Berufsschule

BLBS begrüßt die Ergebnisse des BIBB-Diskussionspapiers

Das Bundesinstitut für Berufsbildung (BIBB) hat in seinem Diskussionspapier „Berufsschule im dualen System – Daten, Strukturen, Konzepte“ die gegenwärtige Situation an den beruflichen Schulen in Deutschland sehr passend zusammengefasst.

18.08.2017 Bundesweit Pressemeldung Bundesverband der Lehrerinnen und Lehrer an beruflichen Schulen e.V. (BLBS)
  • © GaudiLab/Shutterstock

Die betriebliche und schulische Seite der dualen Berufsausbildung wurden in dem Projekt sachlich fundiert, klar und deutlich gegenüber gestellt.

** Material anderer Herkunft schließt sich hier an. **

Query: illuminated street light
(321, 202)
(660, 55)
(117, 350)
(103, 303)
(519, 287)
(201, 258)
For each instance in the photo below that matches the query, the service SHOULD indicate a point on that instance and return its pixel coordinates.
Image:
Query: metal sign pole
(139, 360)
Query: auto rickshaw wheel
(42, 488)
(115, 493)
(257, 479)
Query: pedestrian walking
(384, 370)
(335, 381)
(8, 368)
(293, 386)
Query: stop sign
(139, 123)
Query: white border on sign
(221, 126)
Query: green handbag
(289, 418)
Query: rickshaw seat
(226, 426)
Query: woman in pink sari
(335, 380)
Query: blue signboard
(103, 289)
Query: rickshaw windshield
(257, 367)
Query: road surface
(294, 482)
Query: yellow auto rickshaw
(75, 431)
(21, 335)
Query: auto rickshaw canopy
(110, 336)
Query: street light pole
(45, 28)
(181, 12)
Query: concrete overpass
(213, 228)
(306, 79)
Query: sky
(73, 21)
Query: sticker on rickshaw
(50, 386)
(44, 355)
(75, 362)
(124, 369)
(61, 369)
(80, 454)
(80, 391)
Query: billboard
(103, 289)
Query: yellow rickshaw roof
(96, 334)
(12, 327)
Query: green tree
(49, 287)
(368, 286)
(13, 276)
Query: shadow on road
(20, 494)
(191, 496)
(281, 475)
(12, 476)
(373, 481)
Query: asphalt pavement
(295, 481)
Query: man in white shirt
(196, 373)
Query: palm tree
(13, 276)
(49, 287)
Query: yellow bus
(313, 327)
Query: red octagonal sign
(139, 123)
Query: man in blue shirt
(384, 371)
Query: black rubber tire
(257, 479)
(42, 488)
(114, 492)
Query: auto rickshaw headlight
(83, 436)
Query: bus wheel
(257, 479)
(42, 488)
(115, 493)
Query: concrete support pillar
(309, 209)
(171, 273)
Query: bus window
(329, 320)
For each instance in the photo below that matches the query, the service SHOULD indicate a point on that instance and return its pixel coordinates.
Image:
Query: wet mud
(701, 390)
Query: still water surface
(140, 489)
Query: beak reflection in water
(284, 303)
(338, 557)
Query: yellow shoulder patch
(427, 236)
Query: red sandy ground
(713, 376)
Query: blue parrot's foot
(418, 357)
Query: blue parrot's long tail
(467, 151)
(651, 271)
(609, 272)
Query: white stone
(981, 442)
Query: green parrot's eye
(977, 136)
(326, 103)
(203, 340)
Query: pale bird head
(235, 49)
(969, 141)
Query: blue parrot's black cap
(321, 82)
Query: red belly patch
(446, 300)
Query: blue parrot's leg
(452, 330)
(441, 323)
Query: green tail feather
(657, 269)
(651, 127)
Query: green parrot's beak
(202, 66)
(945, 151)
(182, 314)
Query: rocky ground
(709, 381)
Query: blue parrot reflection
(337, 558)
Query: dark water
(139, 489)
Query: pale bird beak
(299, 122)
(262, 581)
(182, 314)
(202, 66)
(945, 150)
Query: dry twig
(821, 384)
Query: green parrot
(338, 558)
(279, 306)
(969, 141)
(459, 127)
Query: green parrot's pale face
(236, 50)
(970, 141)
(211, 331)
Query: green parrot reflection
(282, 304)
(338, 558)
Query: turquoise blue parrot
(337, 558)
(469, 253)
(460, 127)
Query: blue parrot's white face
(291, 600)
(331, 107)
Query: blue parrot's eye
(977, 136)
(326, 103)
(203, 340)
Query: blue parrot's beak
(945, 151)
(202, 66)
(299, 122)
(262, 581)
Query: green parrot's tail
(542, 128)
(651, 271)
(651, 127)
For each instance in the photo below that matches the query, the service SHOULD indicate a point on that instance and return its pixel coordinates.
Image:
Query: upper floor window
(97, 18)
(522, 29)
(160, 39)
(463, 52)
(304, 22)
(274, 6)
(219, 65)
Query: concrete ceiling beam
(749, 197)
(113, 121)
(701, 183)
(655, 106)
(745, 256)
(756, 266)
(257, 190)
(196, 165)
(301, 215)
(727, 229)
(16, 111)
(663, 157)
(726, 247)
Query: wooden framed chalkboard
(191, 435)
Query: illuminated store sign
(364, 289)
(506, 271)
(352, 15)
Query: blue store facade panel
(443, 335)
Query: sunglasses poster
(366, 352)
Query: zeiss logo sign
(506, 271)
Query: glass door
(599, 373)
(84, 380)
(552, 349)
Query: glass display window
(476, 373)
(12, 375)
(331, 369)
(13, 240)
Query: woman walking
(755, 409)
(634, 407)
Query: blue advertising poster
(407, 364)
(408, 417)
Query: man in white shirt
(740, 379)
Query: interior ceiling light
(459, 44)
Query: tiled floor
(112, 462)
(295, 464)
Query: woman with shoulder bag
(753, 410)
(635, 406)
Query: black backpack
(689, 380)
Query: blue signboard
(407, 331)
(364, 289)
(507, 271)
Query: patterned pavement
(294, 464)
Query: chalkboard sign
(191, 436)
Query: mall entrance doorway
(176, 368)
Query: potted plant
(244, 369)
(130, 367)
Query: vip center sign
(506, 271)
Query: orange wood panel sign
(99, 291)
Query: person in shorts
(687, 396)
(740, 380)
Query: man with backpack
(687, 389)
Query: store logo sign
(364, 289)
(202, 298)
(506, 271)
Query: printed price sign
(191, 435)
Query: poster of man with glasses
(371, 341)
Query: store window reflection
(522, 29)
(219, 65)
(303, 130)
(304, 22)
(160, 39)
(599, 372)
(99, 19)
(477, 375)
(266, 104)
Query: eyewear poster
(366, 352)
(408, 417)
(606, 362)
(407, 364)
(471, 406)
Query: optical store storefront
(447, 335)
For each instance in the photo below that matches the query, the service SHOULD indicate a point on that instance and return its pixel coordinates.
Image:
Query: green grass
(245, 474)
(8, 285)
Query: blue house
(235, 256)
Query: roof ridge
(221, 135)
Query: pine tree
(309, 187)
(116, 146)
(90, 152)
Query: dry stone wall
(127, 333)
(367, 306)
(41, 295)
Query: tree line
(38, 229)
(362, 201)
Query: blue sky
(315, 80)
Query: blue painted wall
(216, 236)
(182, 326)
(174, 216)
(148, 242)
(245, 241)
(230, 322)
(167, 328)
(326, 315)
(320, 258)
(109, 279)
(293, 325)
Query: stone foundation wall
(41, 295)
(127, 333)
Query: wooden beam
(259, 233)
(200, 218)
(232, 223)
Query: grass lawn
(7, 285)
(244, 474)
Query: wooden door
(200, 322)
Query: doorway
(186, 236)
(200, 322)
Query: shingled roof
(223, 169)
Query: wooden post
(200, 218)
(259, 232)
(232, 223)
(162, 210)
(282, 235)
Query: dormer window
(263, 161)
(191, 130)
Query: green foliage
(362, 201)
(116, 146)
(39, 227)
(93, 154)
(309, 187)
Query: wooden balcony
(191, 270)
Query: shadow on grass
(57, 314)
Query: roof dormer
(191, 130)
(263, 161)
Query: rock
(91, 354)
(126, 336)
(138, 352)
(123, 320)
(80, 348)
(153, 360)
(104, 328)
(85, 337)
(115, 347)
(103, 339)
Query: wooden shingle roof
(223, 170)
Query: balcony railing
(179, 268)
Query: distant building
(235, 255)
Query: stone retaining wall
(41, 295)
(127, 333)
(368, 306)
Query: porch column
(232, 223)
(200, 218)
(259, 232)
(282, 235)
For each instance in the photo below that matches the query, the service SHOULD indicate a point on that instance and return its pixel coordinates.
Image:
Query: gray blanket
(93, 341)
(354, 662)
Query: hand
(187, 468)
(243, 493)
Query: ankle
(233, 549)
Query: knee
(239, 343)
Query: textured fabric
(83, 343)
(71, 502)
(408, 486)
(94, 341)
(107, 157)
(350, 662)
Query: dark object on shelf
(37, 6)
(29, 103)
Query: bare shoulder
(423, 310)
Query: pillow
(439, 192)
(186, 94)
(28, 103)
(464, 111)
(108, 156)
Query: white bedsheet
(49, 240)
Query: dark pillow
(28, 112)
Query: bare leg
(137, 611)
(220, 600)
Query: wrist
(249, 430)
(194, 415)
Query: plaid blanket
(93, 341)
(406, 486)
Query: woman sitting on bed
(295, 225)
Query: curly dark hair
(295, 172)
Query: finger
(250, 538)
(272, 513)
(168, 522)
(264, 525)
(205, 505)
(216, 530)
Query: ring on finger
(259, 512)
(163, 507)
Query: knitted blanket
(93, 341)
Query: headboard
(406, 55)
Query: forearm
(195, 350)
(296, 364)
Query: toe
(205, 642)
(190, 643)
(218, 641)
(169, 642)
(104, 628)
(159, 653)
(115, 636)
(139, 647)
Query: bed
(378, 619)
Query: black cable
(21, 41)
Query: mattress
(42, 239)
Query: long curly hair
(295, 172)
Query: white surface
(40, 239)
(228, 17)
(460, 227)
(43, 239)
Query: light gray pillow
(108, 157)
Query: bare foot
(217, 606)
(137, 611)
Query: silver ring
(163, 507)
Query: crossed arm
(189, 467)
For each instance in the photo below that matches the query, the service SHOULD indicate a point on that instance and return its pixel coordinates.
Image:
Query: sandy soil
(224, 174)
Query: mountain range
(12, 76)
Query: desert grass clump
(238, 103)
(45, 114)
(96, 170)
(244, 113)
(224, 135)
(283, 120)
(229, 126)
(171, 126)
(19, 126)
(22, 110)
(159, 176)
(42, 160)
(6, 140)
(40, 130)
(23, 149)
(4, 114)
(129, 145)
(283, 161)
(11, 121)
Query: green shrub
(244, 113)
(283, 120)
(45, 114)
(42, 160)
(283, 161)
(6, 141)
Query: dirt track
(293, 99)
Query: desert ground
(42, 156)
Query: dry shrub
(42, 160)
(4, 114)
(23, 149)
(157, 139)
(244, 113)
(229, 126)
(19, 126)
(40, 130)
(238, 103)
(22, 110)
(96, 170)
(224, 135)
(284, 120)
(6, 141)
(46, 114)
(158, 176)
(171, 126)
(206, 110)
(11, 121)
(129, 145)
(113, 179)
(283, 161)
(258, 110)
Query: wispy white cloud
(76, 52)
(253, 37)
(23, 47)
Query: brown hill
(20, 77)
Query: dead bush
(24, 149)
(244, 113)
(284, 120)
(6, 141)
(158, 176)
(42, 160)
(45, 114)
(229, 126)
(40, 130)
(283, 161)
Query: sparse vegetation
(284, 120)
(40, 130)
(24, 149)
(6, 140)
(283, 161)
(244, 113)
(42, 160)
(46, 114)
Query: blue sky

Richtig erkannt wurde auch: „Die Berufsschule hat in Deutschland einen besonderen Stellenwert als dualer Lernortpartner.“

Für den Bundesverband der Lehrerinnen und Lehrer an beruflichen Schulen (BLBS) sind die Ergebnisse des Projektes nicht neu, wir haben schon immer auf die Schwierigkeiten und Probleme bei den Berufsschulen hingewiesen:

  • den demographischen Wandel und dessen Auswirkungen,
  • die verstärkte Differenzierung innerhalb der Ausbildungsberufe oder
  • die unterschiedliche Zusammensetzung der Berufsschulklassen.

Die Ergebnisse des Projektes unterstützen uns, bieten sie doch fundierte Aussagen und Ergebnisse für die weiteren notwendigen Diskussionen.

Der BLBS fordert daher von der Politik:

die beruflichen Schulen entsprechend der sich wandelnden Anforderungen in der Arbeitswelt personell angepasst, technisch modern auszustatten und sie bei folgenden ausgewählten Forschungsvorhaben zu unterstützen:

  • die Suche nach Möglichkeiten zur Sicherung regionaler Wirtschaftsstandorte,
  • die Untersuchung der Auswirkungen ungünstiger Verkehrsinfrastrukturen für die Berufsschüler und deren Ausbildungsbereitschaft oder
  • die Möglichkeiten der Fachkräftesicherung unter Einbeziehung aller beruflichen Schulen.

Daran müssen sich Bund, Länder und Kommunen gemeinsam beteiligen.

„Nur so können in modernen und innovativen berufsbildenden Schulen weiterhin die Fachkräfte der Gegenwart und Zukunft in hoher Qualität ausgebildet werden“, so der Bundesvorsitzende des BLBS, Eugen Straubinger.